He shall shake off his unripe grape -

10. Whatever children he may have, they shall never survive him, nor come to mature age. They shall be like wind-fall grapes and blasted olive blossoms. As the vine and olive, which are among the most useful trees, affording wine and oil, so necessary for the worship of God and the comfort of man, are mentioned here, they may be intended to refer to the hopeful progeny of the oppressor; but who fell, like the untimely grape or the blasted olive flower, without having the opportunity of realizing the public expectation.

Albert Barnes
Notes on the Whole Bible

He shall shake off his unripe grape as the vine - The idea here is, that the wicked man shall be like a vine that casts off its grapes while they are yet sour and green, and brings none to perfection; compare the notes at Isaiah 18:5. Scott renders this,

“As when the vine her half-grown berries showers,

Or poisoned olive her unfolding flowers.”

It would seem from this passage that the vine might be so blasted by a hot wind or other cause, as to cast its unripe grapes to the earth. The employment of a figure of this kind to illustrate an idea supposes that such a case was familiar to those who were addressed. It is well known that in the East the grape and the olive might be blasted while in blossom, or when the fruit was setting, as all fruit may be. The injury is usually done in the flower, or when the fruit is just forming. Yet our observations of the effects of the burning winds that pass over the deserts on fruit that is half formed, in blasting it and causing it to fall, are too limited to allow us to come to any definite conclusion in regard to such effects in general. Anyone, however, can see the beauty of this image. The plans and purposes of wicked people are immature. Nothing is carried to perfection.

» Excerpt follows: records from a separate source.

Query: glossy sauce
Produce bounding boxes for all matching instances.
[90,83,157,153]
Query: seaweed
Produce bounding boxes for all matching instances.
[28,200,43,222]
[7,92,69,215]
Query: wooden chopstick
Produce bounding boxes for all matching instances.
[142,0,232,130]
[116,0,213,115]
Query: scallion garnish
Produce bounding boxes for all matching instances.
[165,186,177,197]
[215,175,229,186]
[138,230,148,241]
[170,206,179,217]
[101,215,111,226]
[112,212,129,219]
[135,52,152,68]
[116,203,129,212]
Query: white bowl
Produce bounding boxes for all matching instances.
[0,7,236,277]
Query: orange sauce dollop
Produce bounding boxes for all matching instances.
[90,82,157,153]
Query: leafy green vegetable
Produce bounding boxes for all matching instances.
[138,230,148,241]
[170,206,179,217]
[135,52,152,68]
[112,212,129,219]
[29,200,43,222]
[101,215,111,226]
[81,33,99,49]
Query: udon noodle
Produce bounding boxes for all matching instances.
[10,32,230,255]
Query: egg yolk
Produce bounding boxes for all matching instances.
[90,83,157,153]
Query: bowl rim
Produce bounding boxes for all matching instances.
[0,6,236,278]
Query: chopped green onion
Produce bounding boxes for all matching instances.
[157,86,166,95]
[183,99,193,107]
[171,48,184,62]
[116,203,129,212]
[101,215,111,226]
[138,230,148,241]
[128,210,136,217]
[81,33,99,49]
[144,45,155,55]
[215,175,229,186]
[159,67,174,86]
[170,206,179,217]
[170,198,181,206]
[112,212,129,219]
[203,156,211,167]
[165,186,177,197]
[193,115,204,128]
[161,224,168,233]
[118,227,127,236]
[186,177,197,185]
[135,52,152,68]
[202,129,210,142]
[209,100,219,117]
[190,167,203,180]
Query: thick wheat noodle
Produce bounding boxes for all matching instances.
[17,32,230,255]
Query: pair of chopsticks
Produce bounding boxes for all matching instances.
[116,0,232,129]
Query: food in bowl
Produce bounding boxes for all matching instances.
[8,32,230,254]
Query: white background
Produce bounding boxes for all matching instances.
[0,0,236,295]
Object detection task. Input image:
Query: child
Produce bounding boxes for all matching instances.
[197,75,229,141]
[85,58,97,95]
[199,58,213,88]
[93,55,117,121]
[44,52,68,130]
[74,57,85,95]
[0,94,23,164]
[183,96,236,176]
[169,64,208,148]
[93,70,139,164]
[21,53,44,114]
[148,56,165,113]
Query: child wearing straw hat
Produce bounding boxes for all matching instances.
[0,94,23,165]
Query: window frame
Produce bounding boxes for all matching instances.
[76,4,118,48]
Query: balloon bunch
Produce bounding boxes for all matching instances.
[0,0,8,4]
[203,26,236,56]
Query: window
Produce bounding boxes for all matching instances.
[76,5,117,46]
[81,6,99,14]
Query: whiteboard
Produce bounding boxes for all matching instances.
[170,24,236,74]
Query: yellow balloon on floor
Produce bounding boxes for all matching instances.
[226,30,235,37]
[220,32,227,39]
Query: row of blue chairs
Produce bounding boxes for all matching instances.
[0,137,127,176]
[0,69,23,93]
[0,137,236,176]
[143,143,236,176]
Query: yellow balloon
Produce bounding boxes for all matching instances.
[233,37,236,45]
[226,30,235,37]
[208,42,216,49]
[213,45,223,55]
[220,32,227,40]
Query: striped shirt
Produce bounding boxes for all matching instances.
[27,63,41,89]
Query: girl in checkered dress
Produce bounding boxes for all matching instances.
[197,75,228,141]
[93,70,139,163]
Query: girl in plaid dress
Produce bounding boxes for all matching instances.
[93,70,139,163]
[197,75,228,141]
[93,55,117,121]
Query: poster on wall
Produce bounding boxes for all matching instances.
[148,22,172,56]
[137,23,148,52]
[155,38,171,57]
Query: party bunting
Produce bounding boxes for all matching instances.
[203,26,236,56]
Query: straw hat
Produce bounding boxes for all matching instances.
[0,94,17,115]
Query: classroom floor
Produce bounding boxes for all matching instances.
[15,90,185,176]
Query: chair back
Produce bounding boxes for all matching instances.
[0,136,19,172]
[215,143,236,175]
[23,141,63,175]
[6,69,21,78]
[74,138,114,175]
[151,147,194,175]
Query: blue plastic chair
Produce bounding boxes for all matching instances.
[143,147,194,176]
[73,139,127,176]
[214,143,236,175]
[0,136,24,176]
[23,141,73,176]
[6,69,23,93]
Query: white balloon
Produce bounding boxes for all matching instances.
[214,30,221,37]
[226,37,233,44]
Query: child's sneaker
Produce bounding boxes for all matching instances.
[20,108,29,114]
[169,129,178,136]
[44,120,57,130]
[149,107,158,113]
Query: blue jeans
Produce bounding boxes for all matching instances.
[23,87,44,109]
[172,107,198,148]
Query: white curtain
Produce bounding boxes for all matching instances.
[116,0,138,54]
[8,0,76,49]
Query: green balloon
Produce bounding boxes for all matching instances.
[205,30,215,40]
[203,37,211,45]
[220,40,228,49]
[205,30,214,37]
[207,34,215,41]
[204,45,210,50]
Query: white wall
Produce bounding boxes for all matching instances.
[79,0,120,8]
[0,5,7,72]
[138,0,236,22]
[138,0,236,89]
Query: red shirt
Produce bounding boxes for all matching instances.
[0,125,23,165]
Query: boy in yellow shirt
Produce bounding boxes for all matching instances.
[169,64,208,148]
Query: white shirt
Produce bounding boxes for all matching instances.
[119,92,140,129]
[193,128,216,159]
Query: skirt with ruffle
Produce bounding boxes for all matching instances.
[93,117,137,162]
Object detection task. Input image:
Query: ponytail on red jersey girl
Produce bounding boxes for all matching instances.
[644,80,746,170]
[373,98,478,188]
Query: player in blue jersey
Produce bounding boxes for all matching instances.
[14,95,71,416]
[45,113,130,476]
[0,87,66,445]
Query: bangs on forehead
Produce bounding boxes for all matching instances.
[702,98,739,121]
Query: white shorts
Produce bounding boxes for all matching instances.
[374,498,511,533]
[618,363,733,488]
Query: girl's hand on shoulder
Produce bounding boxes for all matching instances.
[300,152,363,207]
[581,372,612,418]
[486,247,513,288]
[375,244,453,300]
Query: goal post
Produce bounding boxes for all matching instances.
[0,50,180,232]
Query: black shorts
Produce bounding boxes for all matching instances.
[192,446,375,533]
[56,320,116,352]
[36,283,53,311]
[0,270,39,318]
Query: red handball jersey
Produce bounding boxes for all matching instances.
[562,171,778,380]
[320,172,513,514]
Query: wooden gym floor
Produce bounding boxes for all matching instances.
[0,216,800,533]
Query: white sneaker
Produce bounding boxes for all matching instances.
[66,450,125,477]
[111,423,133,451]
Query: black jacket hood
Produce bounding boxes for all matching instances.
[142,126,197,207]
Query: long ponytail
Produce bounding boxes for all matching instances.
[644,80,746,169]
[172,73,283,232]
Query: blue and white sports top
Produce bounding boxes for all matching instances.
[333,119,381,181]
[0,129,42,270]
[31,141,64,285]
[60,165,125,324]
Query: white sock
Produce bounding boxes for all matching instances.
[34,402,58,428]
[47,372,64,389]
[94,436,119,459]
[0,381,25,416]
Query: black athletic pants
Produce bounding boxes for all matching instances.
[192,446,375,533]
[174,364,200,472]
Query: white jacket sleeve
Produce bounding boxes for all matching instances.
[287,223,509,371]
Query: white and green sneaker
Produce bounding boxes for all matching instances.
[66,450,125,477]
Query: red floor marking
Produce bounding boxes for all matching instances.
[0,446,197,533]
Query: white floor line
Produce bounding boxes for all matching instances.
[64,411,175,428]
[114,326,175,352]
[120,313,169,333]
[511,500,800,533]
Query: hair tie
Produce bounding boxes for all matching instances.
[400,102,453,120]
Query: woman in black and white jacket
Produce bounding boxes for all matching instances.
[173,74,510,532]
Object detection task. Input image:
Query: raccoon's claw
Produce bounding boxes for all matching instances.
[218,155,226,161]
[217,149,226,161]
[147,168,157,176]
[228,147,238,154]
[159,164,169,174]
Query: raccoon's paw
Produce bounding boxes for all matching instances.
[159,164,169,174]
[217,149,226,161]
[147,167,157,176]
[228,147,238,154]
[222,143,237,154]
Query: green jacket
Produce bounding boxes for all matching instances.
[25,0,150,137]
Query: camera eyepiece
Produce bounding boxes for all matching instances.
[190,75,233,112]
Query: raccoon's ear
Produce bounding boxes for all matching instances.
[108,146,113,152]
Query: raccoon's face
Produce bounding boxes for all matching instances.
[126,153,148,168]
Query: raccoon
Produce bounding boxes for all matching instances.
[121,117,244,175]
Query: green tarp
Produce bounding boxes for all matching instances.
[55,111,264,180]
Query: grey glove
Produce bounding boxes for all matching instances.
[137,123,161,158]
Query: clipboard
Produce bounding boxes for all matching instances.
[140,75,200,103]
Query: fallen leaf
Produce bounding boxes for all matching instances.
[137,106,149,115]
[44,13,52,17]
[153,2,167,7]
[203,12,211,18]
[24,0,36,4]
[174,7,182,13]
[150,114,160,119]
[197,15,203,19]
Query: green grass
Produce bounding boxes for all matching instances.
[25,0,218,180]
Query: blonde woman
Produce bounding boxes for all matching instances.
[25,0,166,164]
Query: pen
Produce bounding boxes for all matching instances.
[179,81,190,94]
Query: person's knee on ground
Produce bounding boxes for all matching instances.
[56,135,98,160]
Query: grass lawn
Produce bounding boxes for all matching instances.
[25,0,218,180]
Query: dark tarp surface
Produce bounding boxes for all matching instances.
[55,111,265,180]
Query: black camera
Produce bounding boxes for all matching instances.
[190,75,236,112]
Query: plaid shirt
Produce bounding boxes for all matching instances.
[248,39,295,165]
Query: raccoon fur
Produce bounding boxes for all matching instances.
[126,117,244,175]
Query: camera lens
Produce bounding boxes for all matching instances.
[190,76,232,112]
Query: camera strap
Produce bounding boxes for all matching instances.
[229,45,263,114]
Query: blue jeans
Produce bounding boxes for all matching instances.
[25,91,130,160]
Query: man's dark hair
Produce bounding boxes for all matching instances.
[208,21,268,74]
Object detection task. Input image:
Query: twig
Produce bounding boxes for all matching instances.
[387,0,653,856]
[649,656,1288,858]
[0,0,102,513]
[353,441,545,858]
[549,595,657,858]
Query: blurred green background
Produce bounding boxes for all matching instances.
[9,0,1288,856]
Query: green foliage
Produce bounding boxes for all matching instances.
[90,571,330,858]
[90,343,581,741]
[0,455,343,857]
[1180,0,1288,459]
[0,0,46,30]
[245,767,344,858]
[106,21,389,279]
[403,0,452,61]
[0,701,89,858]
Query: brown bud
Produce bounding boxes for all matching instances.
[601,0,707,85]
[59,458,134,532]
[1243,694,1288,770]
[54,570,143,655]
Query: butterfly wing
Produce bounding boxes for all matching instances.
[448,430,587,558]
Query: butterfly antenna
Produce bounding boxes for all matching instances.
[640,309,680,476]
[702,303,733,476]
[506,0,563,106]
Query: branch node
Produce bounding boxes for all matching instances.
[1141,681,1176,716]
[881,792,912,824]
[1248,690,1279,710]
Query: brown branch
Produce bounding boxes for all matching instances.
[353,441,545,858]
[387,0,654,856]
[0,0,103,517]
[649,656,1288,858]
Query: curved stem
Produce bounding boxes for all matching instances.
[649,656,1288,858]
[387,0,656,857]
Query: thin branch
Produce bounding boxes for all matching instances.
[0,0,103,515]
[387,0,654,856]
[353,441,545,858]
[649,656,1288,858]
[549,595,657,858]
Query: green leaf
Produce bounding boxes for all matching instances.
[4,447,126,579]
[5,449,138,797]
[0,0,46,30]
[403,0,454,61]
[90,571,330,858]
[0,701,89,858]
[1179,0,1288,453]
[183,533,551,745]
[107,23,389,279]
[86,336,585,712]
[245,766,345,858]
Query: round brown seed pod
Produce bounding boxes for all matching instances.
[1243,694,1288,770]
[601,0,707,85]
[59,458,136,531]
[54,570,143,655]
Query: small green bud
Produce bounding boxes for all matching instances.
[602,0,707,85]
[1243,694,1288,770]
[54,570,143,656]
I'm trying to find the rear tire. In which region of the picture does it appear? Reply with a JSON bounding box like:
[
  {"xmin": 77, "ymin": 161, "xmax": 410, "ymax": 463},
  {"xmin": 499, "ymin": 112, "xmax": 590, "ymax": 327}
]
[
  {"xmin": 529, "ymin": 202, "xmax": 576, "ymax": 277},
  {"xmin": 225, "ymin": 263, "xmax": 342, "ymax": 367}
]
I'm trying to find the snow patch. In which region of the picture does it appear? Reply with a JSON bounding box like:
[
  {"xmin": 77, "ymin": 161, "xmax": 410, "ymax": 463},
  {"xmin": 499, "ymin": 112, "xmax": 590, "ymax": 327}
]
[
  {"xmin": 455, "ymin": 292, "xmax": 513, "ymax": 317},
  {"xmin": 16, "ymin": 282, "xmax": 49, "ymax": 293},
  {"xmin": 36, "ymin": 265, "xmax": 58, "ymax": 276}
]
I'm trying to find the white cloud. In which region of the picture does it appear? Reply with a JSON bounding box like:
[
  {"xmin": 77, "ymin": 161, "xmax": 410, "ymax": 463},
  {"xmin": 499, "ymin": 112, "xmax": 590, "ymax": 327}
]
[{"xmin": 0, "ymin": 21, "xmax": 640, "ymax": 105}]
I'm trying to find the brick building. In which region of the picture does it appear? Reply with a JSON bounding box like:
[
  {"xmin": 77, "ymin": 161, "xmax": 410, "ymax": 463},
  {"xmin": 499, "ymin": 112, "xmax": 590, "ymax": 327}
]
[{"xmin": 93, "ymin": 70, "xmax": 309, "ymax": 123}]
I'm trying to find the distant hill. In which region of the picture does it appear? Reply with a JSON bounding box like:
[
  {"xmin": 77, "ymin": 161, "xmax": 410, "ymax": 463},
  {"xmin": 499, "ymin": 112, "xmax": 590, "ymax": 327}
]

They are cut off, their plans are blasted, and all the results of their living are like the sour, hard, crabbed, and useless fruit that falls from the tree before it is ripe. The results of the life of the righteous, on the other hand, are like a tree loaded with ripe and mellow fruit - their plans are brought to maturity, and resemble the rich and heavy clusters of grapes, or the abundant fruits of the olive when ripe.

And shall cast off his flower as the olive - The olive is a well-known tree that abounds in the East. The fruit is chiefly valuable for the oil which it produces; compare the notes at Romans 11:17. The olive is liable to be blasted while the fruit is setting, or while the tree is in blossom. In Greece, a northeast wind often proves destructive to the olive, and the same may be true of other places. Dr. Chandler speaking of Greece, says, “The olive groves are now, as anciently, a principal source of the riches of Athens. The crops had failed five years successively when we arrived; the cause assigned was a northerly wind, called Greco-tramontane, which destroyed the flower. The fruit is set in about a fortnight, when the apprehension from this unpropitious quarter ceases. The bloom in the following year was unhurt, and we had the pleasure of leaving the Athenians happy in the prospect of a plentiful harvest.” A wicked man is here elegantly compared with such a tree that casts its flowers and produces no fruit.

Matthew Henry
Concise Bible Commentary
Eliphaz maintains that the wicked are certainly miserable: whence he would infer, that the miserable are certainly wicked, and therefore Job was so. But because many of God's people have prospered in this world, it does not therefore follow that those who are crossed and made poor, as Job, are not God's people. Eliphaz shows also that wicked people, particularly oppressors, are subject to continual terror, live very uncomfortably, and perish very miserably. Will the prosperity of presumptuous sinners end miserably as here described? Then let the mischiefs which befal others, be our warnings. Though no chastening for the present seemeth to be joyous, but grievous, nevertheless, afterward it yieldeth the peaceable fruits of righteousness to them that are exercised thereby. No calamity, no trouble, however heavy, however severe, can rob a follower of the Lord of his favour. What shall separate him from the love of Christ?